15話 人としての思考と人格形成を失ってしまう事
目の前にあるのが、秘密基地のドアだ。
そりゃあ秘密基地だし、本来なら合言葉的な物を言えば良いのだが、ドアの前であゆみは、少し考えた。
「何だっけ?」
とバイカルに聞いても
「合言葉って何だ?」
となるだけだったし。
「まあ、いっか」
とあゆみは、配線穴の奥にある秘密基地のドアをノックした。
「誰だ?」
ドアの向こうからすぐに声がした。
仕方ないので、
「猫だ」
とだけ、するとドアの鍵が開く音がした。
『って大丈夫か、ここのセキュリィティーは』
と白虎バイカルも驚くくらいのセキュリィティーの低さだった。
まあ、機械猫が通れるくらいの小さな横穴だし、人型の治安部隊が突入してくる事はまずない。

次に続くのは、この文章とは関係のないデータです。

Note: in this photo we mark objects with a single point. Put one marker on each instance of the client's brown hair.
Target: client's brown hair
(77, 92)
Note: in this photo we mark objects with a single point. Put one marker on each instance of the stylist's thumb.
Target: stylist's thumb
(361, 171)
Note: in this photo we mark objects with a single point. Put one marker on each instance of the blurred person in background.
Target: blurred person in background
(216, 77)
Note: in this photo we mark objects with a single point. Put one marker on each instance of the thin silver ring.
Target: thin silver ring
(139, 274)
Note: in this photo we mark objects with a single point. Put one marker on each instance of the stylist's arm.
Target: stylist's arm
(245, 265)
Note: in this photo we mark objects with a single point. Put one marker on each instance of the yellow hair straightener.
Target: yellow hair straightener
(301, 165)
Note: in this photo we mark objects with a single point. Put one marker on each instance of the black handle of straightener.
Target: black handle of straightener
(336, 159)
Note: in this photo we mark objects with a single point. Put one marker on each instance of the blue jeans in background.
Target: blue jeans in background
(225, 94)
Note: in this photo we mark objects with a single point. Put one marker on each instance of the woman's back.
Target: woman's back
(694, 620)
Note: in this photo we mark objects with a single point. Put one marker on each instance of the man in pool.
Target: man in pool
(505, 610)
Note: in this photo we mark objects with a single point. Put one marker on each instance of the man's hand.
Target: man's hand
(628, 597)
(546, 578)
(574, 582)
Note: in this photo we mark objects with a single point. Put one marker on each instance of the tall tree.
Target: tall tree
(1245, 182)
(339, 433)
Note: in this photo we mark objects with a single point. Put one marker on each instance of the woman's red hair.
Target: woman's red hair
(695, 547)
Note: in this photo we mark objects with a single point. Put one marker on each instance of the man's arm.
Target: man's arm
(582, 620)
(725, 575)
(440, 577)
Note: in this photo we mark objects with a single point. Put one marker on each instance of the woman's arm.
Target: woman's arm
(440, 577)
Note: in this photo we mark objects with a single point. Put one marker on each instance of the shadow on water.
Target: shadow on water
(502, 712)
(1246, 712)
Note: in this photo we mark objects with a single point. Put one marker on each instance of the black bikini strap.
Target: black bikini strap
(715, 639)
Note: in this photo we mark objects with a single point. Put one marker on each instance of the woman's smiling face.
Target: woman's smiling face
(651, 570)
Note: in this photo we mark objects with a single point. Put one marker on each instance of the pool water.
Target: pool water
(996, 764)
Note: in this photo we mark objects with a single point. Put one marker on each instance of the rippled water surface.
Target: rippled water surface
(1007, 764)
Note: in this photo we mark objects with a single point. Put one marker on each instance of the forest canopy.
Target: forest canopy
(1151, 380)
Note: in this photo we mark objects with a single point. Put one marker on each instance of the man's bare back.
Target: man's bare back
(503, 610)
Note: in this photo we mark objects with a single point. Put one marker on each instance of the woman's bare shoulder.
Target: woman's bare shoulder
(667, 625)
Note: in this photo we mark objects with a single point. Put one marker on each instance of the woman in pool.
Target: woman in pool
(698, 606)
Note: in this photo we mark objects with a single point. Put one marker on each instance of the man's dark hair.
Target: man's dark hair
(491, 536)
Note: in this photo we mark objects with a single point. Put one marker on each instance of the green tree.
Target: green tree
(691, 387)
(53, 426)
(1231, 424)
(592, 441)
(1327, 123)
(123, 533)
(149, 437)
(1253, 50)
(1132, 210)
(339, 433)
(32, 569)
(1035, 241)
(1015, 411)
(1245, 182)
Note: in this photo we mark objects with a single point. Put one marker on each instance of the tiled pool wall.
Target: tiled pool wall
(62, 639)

ドアを開けると、意外と綺麗な部屋があり、テーブルの上にはネズミが2本足で立っていた。ネズミと言ってももちろん機械だ。そしてもちろん元人間だ。
テーブルの上には、まるでミニチュアドールハウスのようになっていて、多分この機械ネズミの生活圏なのだろう。

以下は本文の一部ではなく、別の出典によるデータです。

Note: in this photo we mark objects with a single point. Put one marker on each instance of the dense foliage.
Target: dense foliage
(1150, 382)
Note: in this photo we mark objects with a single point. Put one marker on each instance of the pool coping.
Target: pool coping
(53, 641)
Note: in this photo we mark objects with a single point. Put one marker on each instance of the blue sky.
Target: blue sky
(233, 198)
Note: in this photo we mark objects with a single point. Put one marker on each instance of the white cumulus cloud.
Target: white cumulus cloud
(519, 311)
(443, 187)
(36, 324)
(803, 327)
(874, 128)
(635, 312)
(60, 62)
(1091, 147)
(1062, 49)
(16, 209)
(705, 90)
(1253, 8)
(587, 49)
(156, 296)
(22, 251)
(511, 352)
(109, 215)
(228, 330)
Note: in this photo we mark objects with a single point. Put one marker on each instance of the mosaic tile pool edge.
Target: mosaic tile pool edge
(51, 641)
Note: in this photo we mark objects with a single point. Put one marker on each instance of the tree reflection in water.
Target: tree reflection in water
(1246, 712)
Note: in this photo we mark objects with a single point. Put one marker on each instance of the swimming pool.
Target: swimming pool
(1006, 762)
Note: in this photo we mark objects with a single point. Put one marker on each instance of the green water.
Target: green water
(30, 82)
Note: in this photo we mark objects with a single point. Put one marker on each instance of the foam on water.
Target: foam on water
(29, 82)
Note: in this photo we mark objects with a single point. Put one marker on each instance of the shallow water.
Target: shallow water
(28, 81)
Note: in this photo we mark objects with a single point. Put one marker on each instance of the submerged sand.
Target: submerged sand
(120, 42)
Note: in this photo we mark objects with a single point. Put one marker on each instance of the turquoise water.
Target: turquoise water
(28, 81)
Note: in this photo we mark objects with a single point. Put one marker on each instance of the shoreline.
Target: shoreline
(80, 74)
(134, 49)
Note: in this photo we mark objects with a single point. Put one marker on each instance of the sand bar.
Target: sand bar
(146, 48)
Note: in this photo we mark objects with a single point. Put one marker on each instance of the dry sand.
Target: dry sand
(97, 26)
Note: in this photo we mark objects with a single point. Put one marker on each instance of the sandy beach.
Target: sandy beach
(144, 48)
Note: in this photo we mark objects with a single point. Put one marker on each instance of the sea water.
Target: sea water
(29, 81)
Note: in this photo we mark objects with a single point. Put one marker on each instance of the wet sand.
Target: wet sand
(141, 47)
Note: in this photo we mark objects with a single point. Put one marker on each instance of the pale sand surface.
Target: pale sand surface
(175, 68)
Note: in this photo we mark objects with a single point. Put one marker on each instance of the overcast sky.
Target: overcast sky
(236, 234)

こいつは人間の時から、ミニチュアドールハウスに住みたかっのかも知れない。
そう思える程、可愛らしいミニチュアドールハウスだった。
『あいつ名前はなんてったけ?』
『俺が知るかよ』
あゆみは軽快に声を掛けようとしたが、バイカルに聞いても無駄だった。
まあ機械猫なんてそんなもんだ。
どこか思考回路の奥を探せばあるのだろうけど、整理整頓されてない記憶なんて、砂漠の中の宝石だ。
それにしても、機械ネズミは小さい。
元人間が機械猫になるのも問題だが、元人間が機械ネズミになるは、もっと問題が合った。
それは記憶装置の容量の問題だ。
人型のアンドロイドが搭載できる記憶装置に比べて、機械猫はその容量が少なくなってしまう。
それは人としての思考と人格形成に影響する。
それを防ぐために高価格高性能でコンパクトな記憶装置を、機械猫たちは使用している。
人としての思考と人格形成を失ってしまう事。
機械猫になったとはいえ、それは譲れなかった。
機械猫たちでさえ限界を感じているのだが、機械ネズミはその限界を超えているんのだ。思考回路があり得ないくらいの小ささだ。

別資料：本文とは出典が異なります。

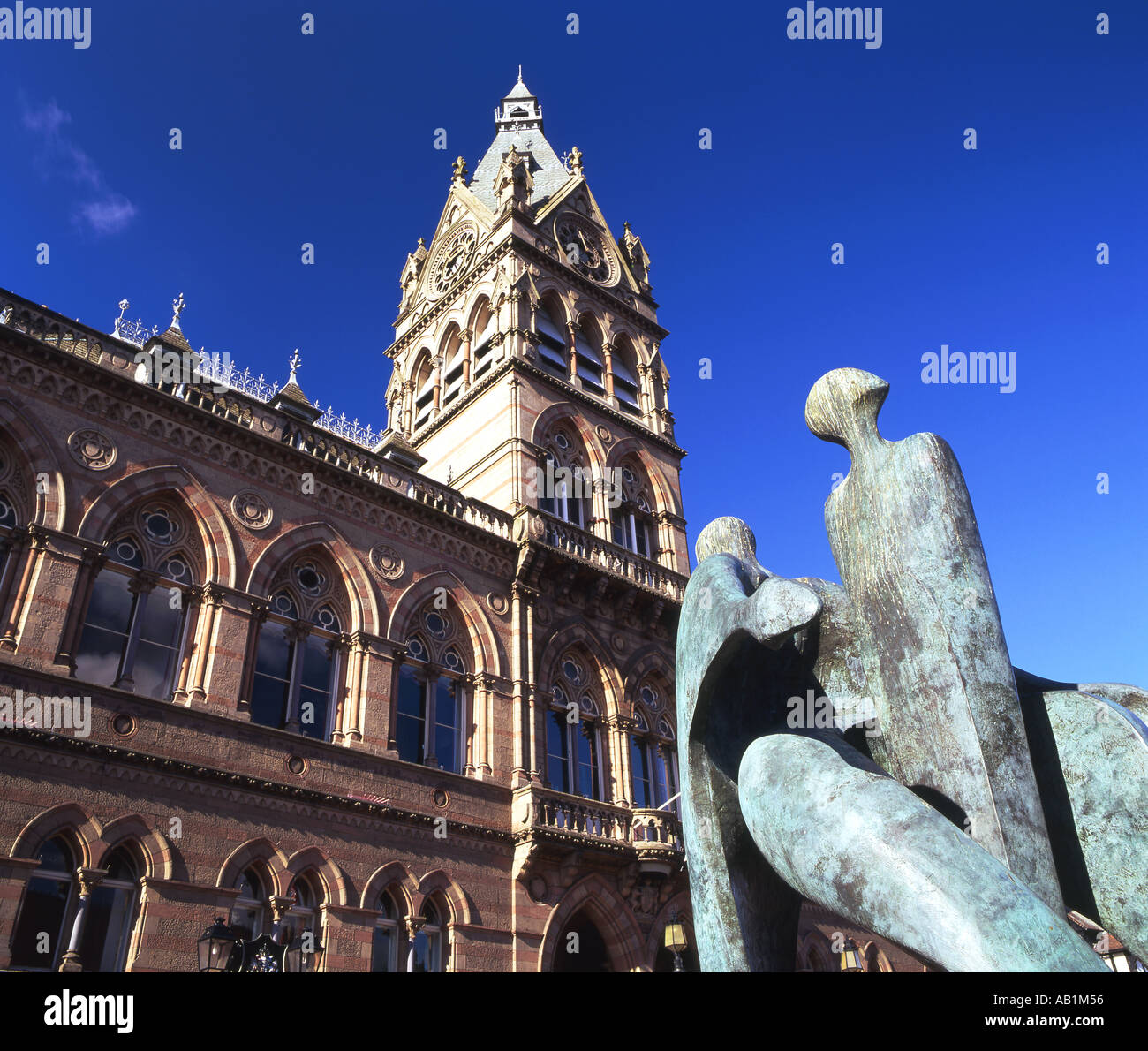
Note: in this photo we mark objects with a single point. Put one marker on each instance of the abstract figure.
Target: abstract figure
(951, 803)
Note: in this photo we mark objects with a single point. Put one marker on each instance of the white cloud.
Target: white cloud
(58, 155)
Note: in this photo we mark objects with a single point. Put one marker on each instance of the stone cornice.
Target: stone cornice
(306, 798)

人類時代の記憶は、別に外部記憶装置にあるのだろうけど。
あゆみとバイカルは、会った事はないのだが、元人間のカブトムシやクワガタなんてのもいるらしい。まあ5000年前に、終わってる生命体だし、仕方ないか。
機械ネズミは軽快にタップダンスのステップを踏むと、
「よう猫、久しぶりだな。あゆみとバイカルだっけ?」
機械ネズミは言った。
あれ?俺らの名前覚えてる?
あれ?俺らより賢い?
あゆみとバイカルは目を合わせた。
『大丈夫だ』
とバイカルは言ったが、何が「大丈夫」なのかは不明だった。
『まあいい』
とあゆみは言ったが、何が「まあいい」のかは不明だった。
つづく
機械の猫たち
【あゆみ】元人間のカラカルの機械猫。自称エースパイロット。
【バイカル】人見知りの激しい虎型アンドロイド。元々は白虎。
機械のネズミ
【アルバム】機械猫より賢そう。